MICHAEL NOKER: That's correct yes.

AMT: She's a FOX News devotee.

MICHAEL NOKER: Yes.Yes indeed.


...


AMT: And you lost it over being a Democrat or being against Trump? What changed you?

MARIE KRESGE: It was definitely over. I was neither Democrat at that time it was right after the election in the day when he won which was shocking. I was upset and concerned about the direction America would take. And I texted my girlfriend, like we always did. We texted back and forth a lot. She sent me a text about how he was ordained for a time as this, and that he's not a racist and that's just the media portrays him, and he has given himself to God, surround himself with Godly people and so on and so forth. And it was just- you know she's a Fox news watcher and that's what it comes down to.


...


CINDI STEVENS: I would say I have no idea what she's talking about. I don't see racism anywhere in my life amongst Trump's supporters, people who are lukewarm on Trump. I dont see racist behavior. I am not a Fox News watcher so I get my information from a lot of different places. I collect information from left-wing sources as well as right wing sources. And I am currently working at low income school in Northern Virginia and you know everybody gets along. It doesn't matter what your skin color is. They're students who are of Muslim belief, who wear hijabs and all sorts of skin color and backgrounds. And there's no drama. There's no conflict. So I just don't see it and I've never seen it. I've lived in or 20 years which is a very left leaning place. I've never seen anyone treated in a racist fashion. [145.8]

AMT: Michael Noker, as you listen to my other two guests, what are you thinking?
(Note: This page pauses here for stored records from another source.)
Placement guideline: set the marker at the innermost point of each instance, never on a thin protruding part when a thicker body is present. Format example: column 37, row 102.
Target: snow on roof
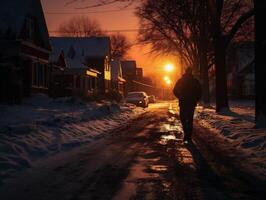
column 13, row 13
column 77, row 49
column 129, row 67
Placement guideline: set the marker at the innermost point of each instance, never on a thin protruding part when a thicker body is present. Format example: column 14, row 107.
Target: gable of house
column 16, row 17
column 129, row 68
column 77, row 50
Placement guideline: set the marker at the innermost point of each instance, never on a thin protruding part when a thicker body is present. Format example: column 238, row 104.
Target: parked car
column 138, row 98
column 152, row 99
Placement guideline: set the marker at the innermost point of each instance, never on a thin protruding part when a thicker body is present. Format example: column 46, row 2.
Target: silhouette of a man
column 188, row 90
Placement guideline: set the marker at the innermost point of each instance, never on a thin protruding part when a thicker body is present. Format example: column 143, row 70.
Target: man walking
column 188, row 90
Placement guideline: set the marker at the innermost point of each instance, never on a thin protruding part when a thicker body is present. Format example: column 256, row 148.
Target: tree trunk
column 260, row 63
column 221, row 78
column 203, row 53
column 204, row 74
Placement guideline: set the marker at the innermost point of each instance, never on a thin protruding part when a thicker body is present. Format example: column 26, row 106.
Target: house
column 129, row 72
column 71, row 74
column 240, row 71
column 118, row 82
column 90, row 53
column 139, row 74
column 25, row 45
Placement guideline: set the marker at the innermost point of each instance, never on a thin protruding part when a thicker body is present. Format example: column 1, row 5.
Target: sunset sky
column 111, row 17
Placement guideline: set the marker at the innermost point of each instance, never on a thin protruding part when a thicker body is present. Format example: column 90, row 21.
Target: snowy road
column 146, row 159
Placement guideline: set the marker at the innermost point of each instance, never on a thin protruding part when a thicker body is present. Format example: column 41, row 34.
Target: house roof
column 116, row 70
column 129, row 67
column 76, row 50
column 13, row 13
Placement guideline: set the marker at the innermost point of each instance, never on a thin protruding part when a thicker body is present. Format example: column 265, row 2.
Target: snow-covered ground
column 237, row 129
column 41, row 127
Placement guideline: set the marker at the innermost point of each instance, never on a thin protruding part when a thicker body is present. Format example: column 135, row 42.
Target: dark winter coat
column 187, row 90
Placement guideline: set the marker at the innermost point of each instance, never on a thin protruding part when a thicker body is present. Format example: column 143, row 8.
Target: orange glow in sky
column 169, row 67
column 111, row 17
MICHAEL NOKER: I kind of wonder what news first Cindi is getting actual information from, when she says both left wing and right wing. You just wonder what outlets she's actually referring to. I know that my mom also maintains that she doesn't watch Fox News. And she'll bring up a story or something and I'll kind of ask her where she heard that. She'll say 'Well, Fox and friend'. Okay. If you say so. Then I've tried to encourage her to more actively seek out - not necessarily left wing - news media because they dont necessarily think that that would resound with her. I don't think that she would trust it. I dont necessarily think that that's a good thing. I believe that the news should be very unbiased completely, politically, only reporting on very credible information. So I do encourage her to you know read the Christian Science Monitor, for example. It is always very well sourced. It is always very well written, not packed emotional words that are really telling you how to think about anything. It's just sort of reporting.